Les Européens sauront-ils se donner les moyens de défier les États-Unis sur le plan de la technologie ? “Oui, mais à condition de changer de stratégie”, répond la Commission européenne dans son sixième Programme cadre de recherche et développement (PCRD), en cours de discussion au Parlement de Strasbourg. Tous les quatre ans, le PCRD définit en effet les grandes orientations de la politique de recherche européenne. Pour le programme 2002-2006, actuellement examiné en première lecture par les eurodéputés, les technologies de l’information représentent, avec 3,6 milliards d’euros (23,6 milliards de francs), le premier poste de dépenses et la seconde priorité de la politique de recherche de l’Union européenne, derrière la science génomique.

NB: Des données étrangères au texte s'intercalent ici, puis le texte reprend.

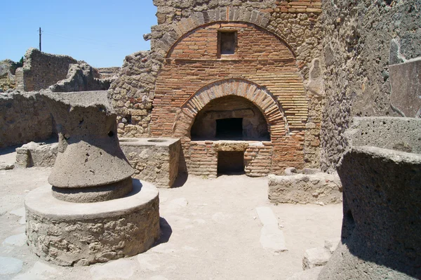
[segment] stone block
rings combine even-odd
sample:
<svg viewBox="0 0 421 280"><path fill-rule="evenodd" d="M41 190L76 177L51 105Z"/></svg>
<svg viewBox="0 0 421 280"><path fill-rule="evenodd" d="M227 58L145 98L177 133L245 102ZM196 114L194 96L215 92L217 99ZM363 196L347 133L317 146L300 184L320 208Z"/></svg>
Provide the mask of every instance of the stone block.
<svg viewBox="0 0 421 280"><path fill-rule="evenodd" d="M120 147L132 167L133 178L171 187L178 175L181 144L175 138L121 138Z"/></svg>
<svg viewBox="0 0 421 280"><path fill-rule="evenodd" d="M406 116L421 116L421 58L389 67L392 104Z"/></svg>
<svg viewBox="0 0 421 280"><path fill-rule="evenodd" d="M354 119L338 166L342 241L319 279L421 277L420 127L420 119Z"/></svg>
<svg viewBox="0 0 421 280"><path fill-rule="evenodd" d="M312 173L310 171L307 171ZM269 175L268 196L271 202L323 205L342 201L342 185L337 175L321 172L293 175L291 168L286 171L291 175Z"/></svg>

Nouveaux terrains de conquête
Un effort budgétaire qui s’inscrit dans la continuité des plans précédents, mais qui inaugure une nouvelle stratégie de filière, grâce à laquelle l’Europe compte donner la réplique aux Américains à l’horizon 2010. “Nous avons fait le choix de concentrer notre aide sur les investissements à haut risque de l’ère post-PC”, annonce, conquérant, Gérard Comyn, responsable des programmes recherche et développement à la direction générale pour la société de l’information.Le diagnostic est clair : l’Europe doit accepter de s’être laissée distancer dans la première génération de technologies symbolisées par la domination de Microsoft dans le “package software” (logiciels). Elle doit en revanche investir dans la construction d’un nouveau secteur industriel, fondé sur son avancée technologique dans l’environnement mobile. Une stratégie de la sélectivité et de l’anticipation, seule capable, explique-t-on à Bruxelles, de contre-balancer la puissance d’investissement américaine (les États-Unis investissent trois fois plus que l’Europe dans la recherche high-tech). En ligne de mire, le réseau nouvelle génération, le “next generation web” : reconnaissance vocale et interface gestuelle, agents communicants embarqués, géolocalisation et miniaturisation des puces et des terminaux d’accès. “L’objectif est de rendre invisible l’interface machine et de favoriser un usage naturel et sans effort des technologies”, explique Gérard Comyn. Pour la Commission, c’est le sens historique de la technologie made in Europe, mère de la mobilité avec la norme GSM et la première interface grand public sur internet avec le World Wide Web.
Un volet prioritaire
“La Commission européenne a un rôle clé à jouer pour l’émergence des technologies d’internet deuxième génération en Europe”, explique Bertrand Heynard, directeur financier de Cybion. La société développe un agent conversationnel(*) en langage naturel, pour lequel elle a obtenu une aide communautaire dans le cadre du cinquième PCRD. “Les banques et les capital-risqueurs ne sont pas prêts à financer seuls ces projets”, ajoute-t-il. Reste que les financements européens ont encore du mal à intégrer les sociétés émergentes qui, en raison de leur petite taille, ne sont pas bien représentées à Bruxelles. “Aujourd’hui, les grands groupes ont de plus en plus tendance à sous-traiter la recherche à des PME qui manquent de visibilité européenne”, assure Laurent Balaine, PDG de Telisma, une société spécialisée dans les technologies de reconnaissance vocale.Pour la Commission, le principal levier d’action des hautes technologies en Europe reste la mise en réseaux des programmes de recherche nationaux et la mise en place d’une grille européenne des ressources informatiques (lire ci-dessous). C’est, à Bruxelles, le volet “prioritaire” à partir duquel doit se structurer l’Espace européen de la recherche, tel qu’il sera annoncé à Dusseldörf, en Allemagne, le 4 décembre prochain, par Philippe Busquin, le commissaire européen à la Recherche.(*) Un agent conversationnel est un agent intelligent, c’est-à-dire un programme informatique autonome, évolutif et mobile, proposant à son utilisateur une interface représentée sous la forme d’une ” tête parlante ” et fonctionnant par le dialogue : l’utilisateur émet des requêtes et l’agent conversationnel lui répond.